Your AI Agent is only as good as what it learns
My day job is being an Engineering-Manager-slash-Tech-Lead. I started that in July 2025. The first half year my job was mostly managing humans and working on technical concepts and pitches. I had little time left for working on code. I started using Cursor to work on code and had Cursor rules in place (to instruct the AI on how to work with code, whata rules to follow, what not do do etc.) This worked ok.
I felt like I could start to focus on contributing technical work again.
It really changed once I was able to use Claude Code at work.
In this article I want to share what works best for me, and how the system I use to work on our products using Claude Code get smarter every day.
It all started, when I read this article from Will Larson Learning from Every’s Compound Engineering. I set out to create a reinforcement learning system for my agentic work. Every plan results in work done, which results in learnings captured. Those learnings then get used to improve the plans for the next work item.

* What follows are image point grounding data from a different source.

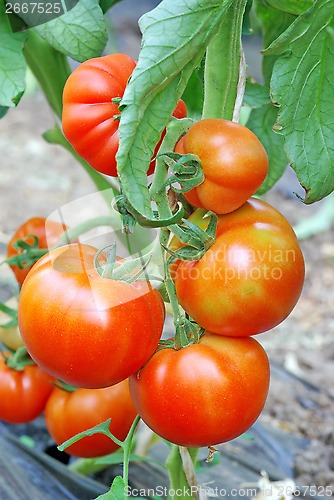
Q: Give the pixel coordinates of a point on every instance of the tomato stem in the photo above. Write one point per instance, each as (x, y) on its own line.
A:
(224, 68)
(127, 445)
(180, 466)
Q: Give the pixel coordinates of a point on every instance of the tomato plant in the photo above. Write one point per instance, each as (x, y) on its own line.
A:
(23, 393)
(205, 393)
(90, 117)
(236, 280)
(251, 277)
(9, 331)
(234, 163)
(83, 328)
(68, 413)
(48, 234)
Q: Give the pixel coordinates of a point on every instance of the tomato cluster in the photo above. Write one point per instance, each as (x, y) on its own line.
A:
(102, 335)
(90, 113)
(247, 282)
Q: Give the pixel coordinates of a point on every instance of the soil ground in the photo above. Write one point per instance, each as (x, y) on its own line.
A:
(37, 178)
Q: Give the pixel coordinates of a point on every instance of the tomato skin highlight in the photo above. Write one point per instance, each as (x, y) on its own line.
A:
(48, 233)
(250, 279)
(234, 164)
(24, 393)
(203, 394)
(68, 413)
(82, 328)
(90, 119)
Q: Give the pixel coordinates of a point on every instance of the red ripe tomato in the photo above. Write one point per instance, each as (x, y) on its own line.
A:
(84, 329)
(24, 393)
(90, 118)
(47, 232)
(203, 394)
(68, 413)
(234, 164)
(250, 279)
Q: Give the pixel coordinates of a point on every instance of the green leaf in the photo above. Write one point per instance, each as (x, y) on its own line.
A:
(80, 33)
(12, 64)
(194, 92)
(261, 122)
(273, 23)
(116, 492)
(303, 86)
(102, 428)
(174, 41)
(256, 95)
(295, 7)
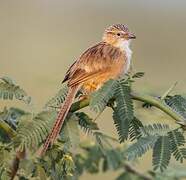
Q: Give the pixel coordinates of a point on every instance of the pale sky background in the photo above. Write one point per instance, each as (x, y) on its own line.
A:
(39, 39)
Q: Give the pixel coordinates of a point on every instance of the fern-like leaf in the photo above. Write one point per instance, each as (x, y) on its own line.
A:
(123, 112)
(155, 130)
(86, 123)
(58, 99)
(178, 104)
(177, 139)
(134, 129)
(140, 147)
(10, 90)
(101, 97)
(33, 130)
(70, 133)
(161, 153)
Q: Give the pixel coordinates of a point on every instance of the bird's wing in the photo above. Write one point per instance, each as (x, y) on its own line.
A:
(93, 62)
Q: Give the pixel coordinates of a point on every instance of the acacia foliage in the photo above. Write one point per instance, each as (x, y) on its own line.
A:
(22, 134)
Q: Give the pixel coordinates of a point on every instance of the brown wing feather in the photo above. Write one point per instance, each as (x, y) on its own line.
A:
(93, 62)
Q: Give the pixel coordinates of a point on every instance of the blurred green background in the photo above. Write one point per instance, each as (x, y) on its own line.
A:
(39, 39)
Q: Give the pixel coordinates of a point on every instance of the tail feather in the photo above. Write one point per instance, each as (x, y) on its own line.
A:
(60, 118)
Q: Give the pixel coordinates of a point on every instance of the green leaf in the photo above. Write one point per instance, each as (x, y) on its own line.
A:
(86, 123)
(33, 130)
(58, 99)
(100, 98)
(134, 129)
(123, 112)
(70, 133)
(140, 147)
(155, 130)
(177, 139)
(10, 90)
(178, 104)
(161, 153)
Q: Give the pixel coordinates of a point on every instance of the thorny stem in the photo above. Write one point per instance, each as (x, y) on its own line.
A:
(158, 103)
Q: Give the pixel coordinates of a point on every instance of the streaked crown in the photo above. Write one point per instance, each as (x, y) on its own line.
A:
(117, 27)
(117, 34)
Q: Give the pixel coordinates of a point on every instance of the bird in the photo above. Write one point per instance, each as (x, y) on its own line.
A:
(108, 59)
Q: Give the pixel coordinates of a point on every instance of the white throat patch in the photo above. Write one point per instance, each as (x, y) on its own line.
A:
(125, 46)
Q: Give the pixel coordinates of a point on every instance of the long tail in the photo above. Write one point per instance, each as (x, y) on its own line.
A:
(60, 118)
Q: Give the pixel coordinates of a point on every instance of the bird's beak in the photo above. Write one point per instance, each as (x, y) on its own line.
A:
(131, 36)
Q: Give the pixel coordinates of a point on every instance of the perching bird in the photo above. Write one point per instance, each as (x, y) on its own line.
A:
(106, 60)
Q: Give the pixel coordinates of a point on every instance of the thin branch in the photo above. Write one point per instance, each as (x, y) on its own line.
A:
(130, 169)
(143, 98)
(7, 129)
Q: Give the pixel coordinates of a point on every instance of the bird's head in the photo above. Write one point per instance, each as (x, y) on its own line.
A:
(117, 35)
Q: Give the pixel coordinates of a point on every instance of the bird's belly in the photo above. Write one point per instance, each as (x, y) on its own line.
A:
(112, 73)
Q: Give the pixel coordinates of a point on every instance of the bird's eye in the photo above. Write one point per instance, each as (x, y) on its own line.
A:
(118, 34)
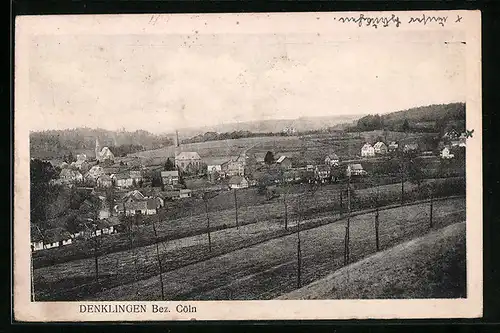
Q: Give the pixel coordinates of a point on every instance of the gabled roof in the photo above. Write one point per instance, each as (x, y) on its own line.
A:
(173, 173)
(122, 175)
(188, 155)
(236, 180)
(356, 166)
(135, 194)
(322, 167)
(281, 159)
(70, 173)
(56, 235)
(104, 178)
(332, 156)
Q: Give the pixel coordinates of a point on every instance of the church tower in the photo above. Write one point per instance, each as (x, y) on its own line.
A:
(97, 148)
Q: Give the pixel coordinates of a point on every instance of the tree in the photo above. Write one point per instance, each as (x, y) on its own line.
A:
(269, 158)
(415, 173)
(158, 257)
(406, 126)
(169, 166)
(41, 174)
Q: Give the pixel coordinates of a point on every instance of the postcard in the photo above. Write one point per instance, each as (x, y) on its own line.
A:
(257, 166)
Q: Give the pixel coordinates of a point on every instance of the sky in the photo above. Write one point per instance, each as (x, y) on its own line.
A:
(162, 82)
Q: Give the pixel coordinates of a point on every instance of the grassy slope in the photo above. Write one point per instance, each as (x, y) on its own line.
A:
(432, 266)
(262, 271)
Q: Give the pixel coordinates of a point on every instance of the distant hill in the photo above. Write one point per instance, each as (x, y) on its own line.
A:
(53, 144)
(430, 118)
(271, 126)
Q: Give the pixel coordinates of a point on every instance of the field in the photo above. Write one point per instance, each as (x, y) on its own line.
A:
(255, 261)
(432, 266)
(187, 218)
(213, 152)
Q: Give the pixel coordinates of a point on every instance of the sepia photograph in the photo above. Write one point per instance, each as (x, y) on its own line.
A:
(221, 158)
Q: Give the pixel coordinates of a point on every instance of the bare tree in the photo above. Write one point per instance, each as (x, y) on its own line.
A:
(377, 196)
(348, 225)
(431, 195)
(236, 208)
(158, 257)
(311, 190)
(206, 198)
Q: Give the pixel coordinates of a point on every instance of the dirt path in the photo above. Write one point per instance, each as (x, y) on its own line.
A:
(267, 270)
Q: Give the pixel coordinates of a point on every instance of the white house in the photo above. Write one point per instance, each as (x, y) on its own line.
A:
(70, 176)
(445, 153)
(380, 148)
(332, 160)
(237, 182)
(355, 170)
(185, 193)
(188, 160)
(170, 178)
(56, 237)
(367, 150)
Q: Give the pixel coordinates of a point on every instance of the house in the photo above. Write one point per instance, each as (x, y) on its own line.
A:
(237, 182)
(81, 157)
(332, 160)
(56, 237)
(170, 178)
(185, 193)
(284, 162)
(123, 179)
(393, 146)
(380, 148)
(291, 176)
(214, 168)
(69, 175)
(143, 207)
(233, 168)
(411, 147)
(36, 239)
(367, 150)
(445, 153)
(159, 201)
(133, 196)
(170, 195)
(322, 173)
(451, 135)
(94, 173)
(462, 140)
(108, 226)
(355, 170)
(104, 181)
(188, 161)
(136, 176)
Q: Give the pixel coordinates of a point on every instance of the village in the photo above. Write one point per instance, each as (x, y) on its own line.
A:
(142, 190)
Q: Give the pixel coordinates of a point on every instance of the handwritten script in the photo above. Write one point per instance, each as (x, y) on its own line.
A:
(363, 20)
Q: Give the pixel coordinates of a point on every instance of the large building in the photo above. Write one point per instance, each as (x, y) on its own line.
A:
(103, 155)
(188, 161)
(367, 150)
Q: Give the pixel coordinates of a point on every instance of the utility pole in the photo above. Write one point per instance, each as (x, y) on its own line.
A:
(348, 225)
(377, 244)
(159, 259)
(299, 261)
(236, 208)
(431, 208)
(402, 179)
(205, 199)
(32, 278)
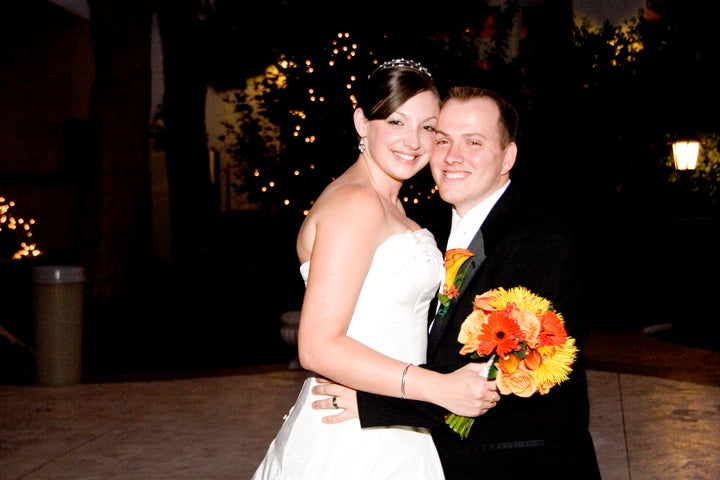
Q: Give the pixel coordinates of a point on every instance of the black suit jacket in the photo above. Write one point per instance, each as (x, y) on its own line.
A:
(516, 246)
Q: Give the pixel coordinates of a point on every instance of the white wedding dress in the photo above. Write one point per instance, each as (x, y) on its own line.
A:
(391, 317)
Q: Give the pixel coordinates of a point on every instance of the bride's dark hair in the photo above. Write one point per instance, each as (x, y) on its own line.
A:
(390, 85)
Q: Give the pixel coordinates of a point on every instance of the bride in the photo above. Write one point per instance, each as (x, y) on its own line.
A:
(370, 274)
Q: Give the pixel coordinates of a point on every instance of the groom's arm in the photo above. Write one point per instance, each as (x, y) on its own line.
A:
(378, 410)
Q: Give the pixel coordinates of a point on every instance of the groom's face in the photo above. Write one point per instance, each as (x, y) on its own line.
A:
(469, 163)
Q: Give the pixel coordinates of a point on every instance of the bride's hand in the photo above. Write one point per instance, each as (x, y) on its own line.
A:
(467, 392)
(336, 397)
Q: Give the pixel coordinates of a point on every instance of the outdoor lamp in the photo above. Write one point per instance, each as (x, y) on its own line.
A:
(685, 153)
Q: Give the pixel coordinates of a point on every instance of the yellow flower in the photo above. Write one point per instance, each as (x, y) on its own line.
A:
(454, 259)
(454, 274)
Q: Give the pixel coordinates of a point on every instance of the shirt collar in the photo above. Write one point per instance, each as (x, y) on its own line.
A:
(463, 229)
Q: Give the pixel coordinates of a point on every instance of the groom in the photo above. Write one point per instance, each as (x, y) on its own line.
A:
(513, 246)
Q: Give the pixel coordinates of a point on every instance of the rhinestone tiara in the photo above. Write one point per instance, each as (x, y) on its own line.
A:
(401, 62)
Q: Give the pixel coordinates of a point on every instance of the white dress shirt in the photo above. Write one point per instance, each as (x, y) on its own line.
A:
(463, 229)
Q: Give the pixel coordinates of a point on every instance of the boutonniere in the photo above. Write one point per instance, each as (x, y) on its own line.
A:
(456, 266)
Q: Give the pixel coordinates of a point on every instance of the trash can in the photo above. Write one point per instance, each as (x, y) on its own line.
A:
(57, 323)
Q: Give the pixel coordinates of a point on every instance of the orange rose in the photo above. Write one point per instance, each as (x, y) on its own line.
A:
(533, 359)
(482, 302)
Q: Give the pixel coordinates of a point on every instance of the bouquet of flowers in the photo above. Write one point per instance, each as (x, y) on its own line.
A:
(523, 340)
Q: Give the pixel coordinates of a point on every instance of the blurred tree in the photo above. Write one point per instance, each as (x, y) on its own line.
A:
(117, 234)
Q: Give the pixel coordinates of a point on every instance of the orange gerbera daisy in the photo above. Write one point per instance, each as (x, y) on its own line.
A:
(500, 334)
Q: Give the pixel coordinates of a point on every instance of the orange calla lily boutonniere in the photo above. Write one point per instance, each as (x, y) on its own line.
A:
(455, 270)
(522, 339)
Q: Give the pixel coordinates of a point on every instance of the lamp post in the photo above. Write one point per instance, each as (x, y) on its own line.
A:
(685, 153)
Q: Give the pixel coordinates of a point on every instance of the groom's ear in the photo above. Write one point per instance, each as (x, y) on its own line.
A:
(509, 157)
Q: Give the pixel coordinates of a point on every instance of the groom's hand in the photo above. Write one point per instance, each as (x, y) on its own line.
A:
(336, 397)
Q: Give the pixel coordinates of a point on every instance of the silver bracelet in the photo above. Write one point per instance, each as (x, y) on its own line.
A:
(402, 383)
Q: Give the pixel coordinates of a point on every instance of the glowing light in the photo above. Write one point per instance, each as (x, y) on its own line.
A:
(21, 227)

I bet there is stuff to improve on here, but the results I get are good.
Merge Requests / Pull Request
Yesterday, while listening to Avdi Grimm’s podcast I thought about all the knowledge lost not transferred from code reviewers to me the AI. We do have thorough code reviews and sometimes errors, or architectural decisions impact the merge request significantly. Those discussions are only part of the MR and if you are not part of the discussion, you might not see it. The AI certainly does not.
That’s why I created a new skill, that combs through the last x merge requests and finds every relevant discussion by humans (and also by the AI review bot we have). It extracts the learnings and writes them to the project, so my compounding workflow can pick it up next time.
That’s it. Short and sweet. If you use AI agents to work on your code projects, make sure they get “smarter” every time.